Associação identifica meia centena de pessoas a viver em barracas no concelho de VFX
Associação Assistir, que no passado já mostrara a O MIRANTE o estado de um dos bairros de barracas do concelho de Vila Franca de Xira, teme que o município venha a perder verbas do PRR para construir habitação. Autarquia garante que já está a executar as candidaturas.
São quase meia centena as pessoas que estão hoje, pelas contas da Associação Assistir, a viver em barracas sem água, luz e saneamento básico no concelho de Vila Franca de Xira, nos já conhecidos bairros do Clarimundo e a tardoz da Improsit, no Sobralinho. Nestes dois bairros, como o nosso jornal tem dado nota, mais de uma dezena de famílias vive em construções de madeira e chapa há mais de 30 anos.
A Câmara de Vila Franca de Xira confirma que estão identificadas 22 famílias nestes dois bairros, que são “passíveis de poderem ser” realojadas nos fogos reabilitados ao abrigo do Programa 1.º Direito e do Plano de Recuperação e Resiliência (PRR). Porém, a Estratégia Local de Habitação (ELH) aprovada em Maio de 2021 só prevê o realojamento de 13 famílias residentes em núcleos precários do concelho, que, além destes dois bairros, incluem também o Casal dos Estanques, em Vialonga.

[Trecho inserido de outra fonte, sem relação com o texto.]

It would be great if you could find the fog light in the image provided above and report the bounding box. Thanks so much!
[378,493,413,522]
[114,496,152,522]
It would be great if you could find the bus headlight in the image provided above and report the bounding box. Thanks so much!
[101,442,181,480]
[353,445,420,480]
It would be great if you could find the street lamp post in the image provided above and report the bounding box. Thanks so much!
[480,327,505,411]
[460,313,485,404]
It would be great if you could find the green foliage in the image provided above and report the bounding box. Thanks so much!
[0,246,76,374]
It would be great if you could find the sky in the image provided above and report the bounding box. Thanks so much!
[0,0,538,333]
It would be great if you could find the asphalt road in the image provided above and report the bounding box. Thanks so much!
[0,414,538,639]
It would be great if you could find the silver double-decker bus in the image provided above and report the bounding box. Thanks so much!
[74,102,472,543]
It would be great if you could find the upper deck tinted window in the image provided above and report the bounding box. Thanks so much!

O município diz que está a avaliar a inclusão de novos realojamentos na ELH, mas só depois de 30 de Junho, quando terminar o financiamento do PRR. O município já tinha dito a O MIRANTE que o realojamento destina-se a famílias em situação habitacional indigna e de carência financeira, com a autarquia a sublinhar que “a construção de barracas é ilegal” e a prometer combater o “flagelo”.

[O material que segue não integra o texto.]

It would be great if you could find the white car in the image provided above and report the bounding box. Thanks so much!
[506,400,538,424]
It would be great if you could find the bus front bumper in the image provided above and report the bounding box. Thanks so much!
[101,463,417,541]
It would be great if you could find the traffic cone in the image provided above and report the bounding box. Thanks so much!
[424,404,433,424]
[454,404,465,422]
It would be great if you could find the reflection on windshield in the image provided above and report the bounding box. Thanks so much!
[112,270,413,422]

Construção de barracas tem vindo a aumentar
A câmara admite que ao longo dos anos o número de agregados registado no Levantamento Nacional das Necessidades de Realojamento Habitacional de 2018, realizado pelo Instituto da Habitação e da Reabilitação Urbana (IHRU), tem vindo a aumentar com “mais construções precárias [a serem] instaladas”. Muitas dessas barracas estão em terrenos privados, que obrigam a visitas regulares dos técnicos de acção social.
A associação sem fins lucrativos Assistir, fundada em Alverca há dois anos e que tem feito o levantamento dos bairros degradados da Área Metropolitana de Lisboa, disse temer que Vila Franca de Xira perca o dinheiro dos fundos europeus para a habitação, mas o município garante que já está a executar as candidaturas.
Segundo os dados do município, até Março de 2024 foram entregues 22 candidaturas a financiamento do Plano de Recuperação e Resiliência (PRR) para apoio à habitação. Dessas, onze foram aprovadas e estão em execução, com um financiamento de quase 35 milhões de euros, e a outra metade está em análise pelo Instituto da Habitação e da Reabilitação Urbana (IHRU). Abrangendo um total de 225 fogos a intervencionar, as candidaturas correspondem a 84% do universo previsto na Estratégia Local de Habitação (ELH), aprovada em Maio de 2021, contabiliza a autarquia.